Programming language evolves always along with Compiler's evolvement

The Semantics of Data

The size of an empty base class or an empty derived class inherited from an empty base class is not 0. For some reason: virtual pointer to virtual function table, or virtual pointer to virtual base class, or condition checking like if ( &a == &b), or alignment depended on platform.
Three main interplay factors:
1. Language support overhead (vptr);
2. Compiler optimization of recognized special case;
3. Alignment constraints, machine dependent.
The empty virtual base class has become a common idiom of OO design under C++, it provides a virtual interface without defining any data.
This potential difference between compilers illustrates the evolutionary nature of the C++ Object Model. The model provides for the general case. As special cases are recognized over time, this or that heuristic is introduced to provide optimal handling. If successful, the heuristic is raised to common practice and becomes incorporated across implementations. It becomes thought of as standard, although it is not prescribed by the Standard, and over time it is likely be thought of as part of the language.
The virtual function table is a good example of this. Another is the named return value (NRV) optimization discussed.
A virtual base class subobject occurs only once in the derived class regardless of the number of times it occurs within the class inheritance hierarchy.
Non-static data members hold the values of individual class objects; static data member hold values of interest to the class as a whole.
The C++ object model representation for non-static data members optimizes for space and access time (and to preserve compatibility with the C language layout of the C struct) by storing the members directly within each class object.
This is also true for the inherited non-static data members of both virtual and non-virtual base classes, although the ordering of their layout is left undefined.
Static data member are maintained within the global data segment of the program and do not affect the size of individual class object, member functions do so.
The static data members of a template class behave slightly different.
Each class object, then, is exactly the size necessary to contain the non-static data member of its class. This size may at times surprise you as being larger than necessary. This girth comes about in two ways:
1. Additional data members added by the compilation system to support some language functionality (primarily the virtuals);
2. Alignment requirement on the data members and data structures as a whole.

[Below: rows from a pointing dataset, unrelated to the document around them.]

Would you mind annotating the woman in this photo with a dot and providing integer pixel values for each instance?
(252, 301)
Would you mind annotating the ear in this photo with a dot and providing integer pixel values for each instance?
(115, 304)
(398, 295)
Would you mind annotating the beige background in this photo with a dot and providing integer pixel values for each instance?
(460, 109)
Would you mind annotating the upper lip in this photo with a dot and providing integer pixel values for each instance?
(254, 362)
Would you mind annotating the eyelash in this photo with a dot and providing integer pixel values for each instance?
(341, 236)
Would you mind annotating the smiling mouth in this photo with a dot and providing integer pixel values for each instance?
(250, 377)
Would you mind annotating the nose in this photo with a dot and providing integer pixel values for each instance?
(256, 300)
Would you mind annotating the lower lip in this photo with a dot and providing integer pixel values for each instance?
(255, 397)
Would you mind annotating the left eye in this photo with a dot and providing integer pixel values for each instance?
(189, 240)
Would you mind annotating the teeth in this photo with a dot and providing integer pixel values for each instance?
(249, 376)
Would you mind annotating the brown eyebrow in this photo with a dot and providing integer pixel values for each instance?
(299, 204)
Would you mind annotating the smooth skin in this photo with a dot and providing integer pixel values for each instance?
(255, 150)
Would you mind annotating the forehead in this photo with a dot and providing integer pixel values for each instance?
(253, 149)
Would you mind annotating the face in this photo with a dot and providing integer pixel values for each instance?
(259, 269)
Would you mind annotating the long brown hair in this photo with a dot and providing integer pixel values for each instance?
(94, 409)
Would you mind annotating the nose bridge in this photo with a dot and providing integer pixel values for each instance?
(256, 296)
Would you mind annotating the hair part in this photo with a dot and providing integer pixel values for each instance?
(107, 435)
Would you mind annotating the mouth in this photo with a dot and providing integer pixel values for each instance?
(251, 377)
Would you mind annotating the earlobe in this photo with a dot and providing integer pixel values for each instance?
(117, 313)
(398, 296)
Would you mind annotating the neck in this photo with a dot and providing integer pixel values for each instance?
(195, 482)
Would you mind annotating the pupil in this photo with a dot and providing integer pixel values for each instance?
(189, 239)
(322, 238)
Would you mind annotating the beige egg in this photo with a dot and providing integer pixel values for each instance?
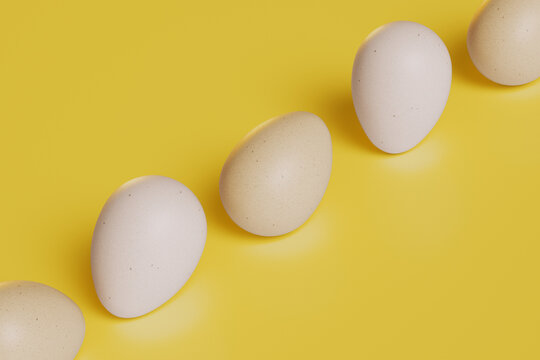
(276, 176)
(504, 41)
(38, 322)
(147, 242)
(401, 80)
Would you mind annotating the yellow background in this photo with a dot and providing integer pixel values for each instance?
(433, 254)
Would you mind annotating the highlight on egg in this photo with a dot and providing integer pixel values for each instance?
(400, 84)
(38, 322)
(275, 178)
(504, 41)
(147, 242)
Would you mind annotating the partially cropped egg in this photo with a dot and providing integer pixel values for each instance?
(504, 41)
(276, 176)
(38, 322)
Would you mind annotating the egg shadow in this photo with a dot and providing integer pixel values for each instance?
(216, 216)
(80, 273)
(462, 66)
(340, 116)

The Binding of a Data Member

The language rule back then was refereed to as the “member rewriting rule” and stated generally that the body of an inline function is not evaluated until after the entire class declaration is seen.
The Standard C++ refined the rewriting rule with a tuple of member scope resolution rules. The effect is still to evaluate the body of an inline member function as if it had been defined immediately following the class declaration.
Thus the binding of a data member within the body of an inline member function does not occur until after the entire class declaration is seen. This is not true of the argument list of the member function, however within the argument list are still resolved in place at the point they are first encountered.
Class::GetLength( int length) { return length; } // length is bound to argument, even if the class has length member.
Non-intuitive bindings between extern and nested type names, therefore, can still occur.
When the subsequent declaration of the nested typedef of length is encountered, the Standard C++ requires that the earlier bindings be flagged as illegal.
This aspect of the language still requires the general defensive programming style of always placing nested type declarations at the beginning of the class. In our example, placing the nested typedef defining length above any of its uses within the class corrects the non-intuitive binding.

Data Member Layout

The non-static data members are set down in the order of their declaration within each class object.
Any intervening static data members are ignored, are stored in the program’s data segment independent of individual class objects.
The Standard requires within an access section (the private, public, or protected section of a class declaration) only that the members be set down such that "later members have higher addresses within a class object"
That is, the members are not required to be set down contiguously.
Alignment constraints on the type of a succeeding member may require padding
Additionally, the compiler may synthesize one or more additional internal data members in support of the Object Model. The vptr, for example, is one such synthesized data member that all current implementations insert within each object of a class containing one or more virtual functions.
The Standard, by phrasing the layout requirement as it does, allows the compiler the freedom to insert these internally generated members anywhere, even between those explicitly declared by the programmer.
The Standard also allows the compiler the freedom to order the data members within multiple access sections within a class in whatever order it sees fit.
The order of members of class object is now implementation dependent.
No overhead is incurred by the access section specifier or the number of access levels.

Access of a Data Member

object.dataMember = 0; What is the cost of accessing the data member?
The answer depends both on how data member and the class are declared. Data member can be either a static or non-static member. Object’s class can be an independent class or be derived from a single base class. Less likely, but still possible, it can be either multiply or virtually derived.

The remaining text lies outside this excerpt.